La philosophie est un héroïsme de la pensée et il faut avoir le coeur bien accroché pour s'y exercer.

L'homme de génie se nourrit de miel et de poison.

Manuel de Diéguez

* * *

Cher Monsieur,

On entre en philosophie comme on entre dans les ordres. Mais la porte de ce monastère n'est pas celle de l'extase devant un beau coucher de soleil. La lumière qui éclaire la discipline de la pensée ne remplit de joie que ceux qui sont appelés à la recevoir. Pour que vous compreniez mieux les risques que la philosophie fait courir à un esprit scientifique tel que le vôtre, il faut que vous vous demandiez pourquoi « la science ne pense pas », comme dit Heidegger, et cela au point que la finalité naturelle et le mérite propres de ce genre de savoir sont précisément de demander à des informations exactes d'exorciser bien plus sûrement que ne le faisait la théologie les dangers que la pensée proprement dite fait courir à une espèce craintive. Certes, la science présente l'avantage de définir plus clairement que la croyance les mots qu'elle emploie — ce qu'il faut mettre grandement à son crédit — mais elle n'en retire aucun bénéfice. Quelles sont donc les contrefaçons de la raison véritable qui lui font tourner le dos aux leçons de la raison critique et à la vocation de comprendre l'humanité et son histoire qui définissent la philosophie ?

L'homme de science se plante devant le monde et lui dit : « À nous deux ». Mais il ne lui pose que des questions biaisées de telle sorte qu'elles le contraignent à définir le verbe comprendre, non point dans la signification qui lui appartiendrait s'il était découvert, mais seulement en mettant la raison à l'écoute de la finalité pratique que la science attendra d'elle et qu'elle lui ordonnera de lui fournir. Je ne sais si vous avez lu Der Teil und das Ganze [La Partie et le Tout] de Heisenberg, ouvrage qui a été traduit en français. Vous y verrez le mathématicien des relations d'incertitude s'opposer vigoureusement à ses collègues qui mettaient la raison en demeure de proclamer que tout phénomène prophétisable serait expliqué du même coup. Pourquoi sa répétition le rendrait-elle compréhensible ? Tout examen critique des raisons psychologiques qui rendront convaincantes les preuves du « sens » procurées par la régularité du monde se trouvera évacué d'avance d'un esprit scientifique, parce que l'intelligible est censé fabriqué par le profitable.
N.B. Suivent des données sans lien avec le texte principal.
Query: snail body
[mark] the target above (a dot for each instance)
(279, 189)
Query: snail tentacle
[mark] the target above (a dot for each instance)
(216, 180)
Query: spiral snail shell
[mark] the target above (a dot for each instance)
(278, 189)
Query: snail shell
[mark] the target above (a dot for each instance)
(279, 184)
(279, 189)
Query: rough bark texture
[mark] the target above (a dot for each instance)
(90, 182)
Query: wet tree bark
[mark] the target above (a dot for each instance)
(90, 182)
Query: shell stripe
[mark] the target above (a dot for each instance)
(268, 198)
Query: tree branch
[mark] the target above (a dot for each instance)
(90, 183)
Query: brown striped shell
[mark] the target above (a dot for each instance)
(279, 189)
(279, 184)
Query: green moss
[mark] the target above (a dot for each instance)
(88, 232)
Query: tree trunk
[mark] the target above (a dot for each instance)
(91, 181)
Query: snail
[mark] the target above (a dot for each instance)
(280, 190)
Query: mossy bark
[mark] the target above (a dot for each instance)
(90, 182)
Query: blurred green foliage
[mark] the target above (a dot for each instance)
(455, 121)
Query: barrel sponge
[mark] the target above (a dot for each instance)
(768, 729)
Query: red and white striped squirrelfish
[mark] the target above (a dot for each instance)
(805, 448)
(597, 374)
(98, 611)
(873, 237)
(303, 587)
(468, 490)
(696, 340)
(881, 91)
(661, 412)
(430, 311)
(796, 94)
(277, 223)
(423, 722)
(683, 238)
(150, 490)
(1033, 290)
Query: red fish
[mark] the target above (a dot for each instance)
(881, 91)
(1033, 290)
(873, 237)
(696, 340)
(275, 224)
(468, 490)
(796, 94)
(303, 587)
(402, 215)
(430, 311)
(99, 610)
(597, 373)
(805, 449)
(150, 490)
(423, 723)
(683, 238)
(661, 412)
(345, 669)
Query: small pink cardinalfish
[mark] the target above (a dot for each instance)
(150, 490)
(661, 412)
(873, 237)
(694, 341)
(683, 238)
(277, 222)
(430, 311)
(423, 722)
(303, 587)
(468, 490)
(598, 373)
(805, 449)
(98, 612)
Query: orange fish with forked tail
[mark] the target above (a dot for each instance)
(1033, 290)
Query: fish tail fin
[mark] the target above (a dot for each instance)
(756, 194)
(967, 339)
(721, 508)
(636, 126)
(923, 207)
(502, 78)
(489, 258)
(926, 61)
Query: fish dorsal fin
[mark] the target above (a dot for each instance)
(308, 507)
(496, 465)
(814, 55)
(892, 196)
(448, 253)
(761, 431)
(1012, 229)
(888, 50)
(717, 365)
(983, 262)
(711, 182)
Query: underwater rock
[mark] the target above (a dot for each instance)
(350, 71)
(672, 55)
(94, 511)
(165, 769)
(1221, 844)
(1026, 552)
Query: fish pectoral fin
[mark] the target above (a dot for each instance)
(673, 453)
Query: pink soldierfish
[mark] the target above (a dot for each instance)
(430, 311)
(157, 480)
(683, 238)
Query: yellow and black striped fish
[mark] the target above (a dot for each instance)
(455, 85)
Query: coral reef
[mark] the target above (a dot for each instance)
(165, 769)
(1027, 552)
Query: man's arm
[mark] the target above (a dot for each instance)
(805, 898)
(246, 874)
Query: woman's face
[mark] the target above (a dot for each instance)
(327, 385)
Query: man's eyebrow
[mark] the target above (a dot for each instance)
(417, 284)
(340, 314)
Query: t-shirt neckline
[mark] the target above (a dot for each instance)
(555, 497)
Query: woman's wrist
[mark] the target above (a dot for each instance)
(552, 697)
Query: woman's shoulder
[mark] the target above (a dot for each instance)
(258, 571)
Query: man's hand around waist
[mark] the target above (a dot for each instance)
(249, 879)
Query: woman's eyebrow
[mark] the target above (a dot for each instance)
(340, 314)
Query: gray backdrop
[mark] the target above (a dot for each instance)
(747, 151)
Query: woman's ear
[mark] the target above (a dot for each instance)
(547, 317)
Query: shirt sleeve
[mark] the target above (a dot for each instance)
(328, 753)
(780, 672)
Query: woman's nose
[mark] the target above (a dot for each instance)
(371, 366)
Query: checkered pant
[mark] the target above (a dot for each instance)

Le philosophe est un anthropologue qui observe l'autorité que la science prétend imposer souverainement à la nature. Il sait que toute démonstration concerne la personnalité intellectuelle du récipiendaire au plus profond de son inconscient. Il recourt à des radiographies des convictions subjectives qui sous-tendent le verbe comprendre au coeur de la physique mathématique des origines à nos jours. En l'espèce, tout phénomène qui se révélera prévisible à coup sûr se rendra nécessairement exploitable, donc rentable, de sorte que le bénéfice assuré que le savant retirera d'une définition si bien apprêtée à la finalité à laquelle on lui demande de « répondre » se métamorphosera en prétendu « fondement objectif » de l'intelligibilité recherchée par l'expérimentateur. Dès lors, la constance des redites de la matière sera censée produire du « sens en soi ».

Mais vous m'écrivez que vous souffrez de l'angoisse et de la solitude. Comment un esprit leurré par les vains efforts auxquels il s'exerce afin de « faire parler raison » à la nature ne se dirait-il pas que nul autre ne la fait « parler » que lui-même ? Du coup, il lui faut choisir : ou bien il déserte l'ascèse traumatisante de l'introspection socratique et il se livre à la seule extase qu'on puisse recevoir d'une nature entêtée à demeurer muette. Le beau spectacle d'un coucher de soleil que vous invoquez comble d'aise le « Vicaire savoyard » de Rousseau. Naturellement, ce sera la hiérarchie des valeurs de la personne concernée qui commandera les prédéfinitions de la « vérité », donc du sens qu'elle donnera au verbe comprendre. C'est pourquoi Wittgenstein résolvait le problème d'une pichenette : les questions insolubles — au sens finaliste que la science donne à cet adjectif — ne devront pas être posées. C'est également ce que dit le croyant : s'il tombe en extase devant la divinité, ce sera la preuve qu'elle existe.

Votre formation scientifique et vos talents vous tournent vers la nature. J'ai déjà dit que la vocation du philosophe le rend attentif à l'homme et à son Histoire — d'où il résulte qu'il faut avoir la tête politique pour philosopher : c'est l'observation de la cité qui conduit Platon à l'examen critique de l'encéphale des Athéniens. Le rude chemin du « Connais-toi » est une ascèse formatrice de l'homme d'État. Notre espèce est-elle éducable ? Comment lui enseigner la raison ?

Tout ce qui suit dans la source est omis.